- Lobby card
- Directed by: Hariharan
- Written by: M. T. Vasudevan Nair
- Based on: Valarthumrugangal (1954) by M. T. Vasudevan Nair
- Produced by: K. C. Joy
- Starring: Ratheesh Sukumaran Madhavi Thikkurissy Sukumaran Nair
- Cinematography: Melli Irani
- Edited by: G. Venkittaraman
- Music by: M. B. Sreenivasan
- Production company: Priyadarsini Movies
- Distributed by: Priyadarsini Movies
- Release date: 29 May 1981;
- Country: India
- Language: Malayalam

= Valarthumrugangal =

1981 Indian film

Valarthumrugangal is a 1981 Indian Malayalam-language drama film directed by Hariharan and written by M. T. Vasudevan Nair based on his own 1954 short story of the same name. It stars Ratheesh, Sukumaran, Madhavi and Thikkurissy Sukumaran Nair. The film has musical score by M. B. Sreenivasan. It is the only film Nair contributed as lyricist for the songs.

== Cast ==

- Ratheesh as Chandran
- Sukumaran as Dair Devil Bhaskaran
- Madhavi as Janu
- Thikkurissy Sukumaran Nair
- V. T. Aravindakshamenon
- Vijayavani
- Balan K. Nair as Kumaran Gurukkal
- Chithra
- G. K. Pillai
- K. P. Ummer
- Nagesh
- Nanditha Bose
- Oduvil Unnikrishnan as Govindan
- P. K. Abraham
- Prathima
- Santo Krishnan

== Soundtrack ==
The music was composed by M. B. Sreenivasan and the lyrics were written by M. T. Vasudevan Nair.
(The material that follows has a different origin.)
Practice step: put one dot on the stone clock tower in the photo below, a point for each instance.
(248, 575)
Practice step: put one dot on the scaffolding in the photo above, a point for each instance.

| No. | Song | Singers | Lyrics | Length (m:ss) |
|---|---|---|---|---|
| 1 | "Kaakkaalan Kaliyachan" | K. J. Yesudas | M. T. Vasudevan Nair |  |
| 2 | "Karmathin Paathakal Veedhikal" | K. J. Yesudas, Chorus | M. T. Vasudevan Nair |  |
| 3 | "Oru Murikkannaadiyilonnu Nokki" | S. Janaki | M. T. Vasudevan Nair |  |
| 4 | "Shubha Raathri" | K. J. Yesudas | M. T. Vasudevan Nair |  |

==Awards==
Madhavi won Kerala State Film Award for Best Supporting Actress for her role.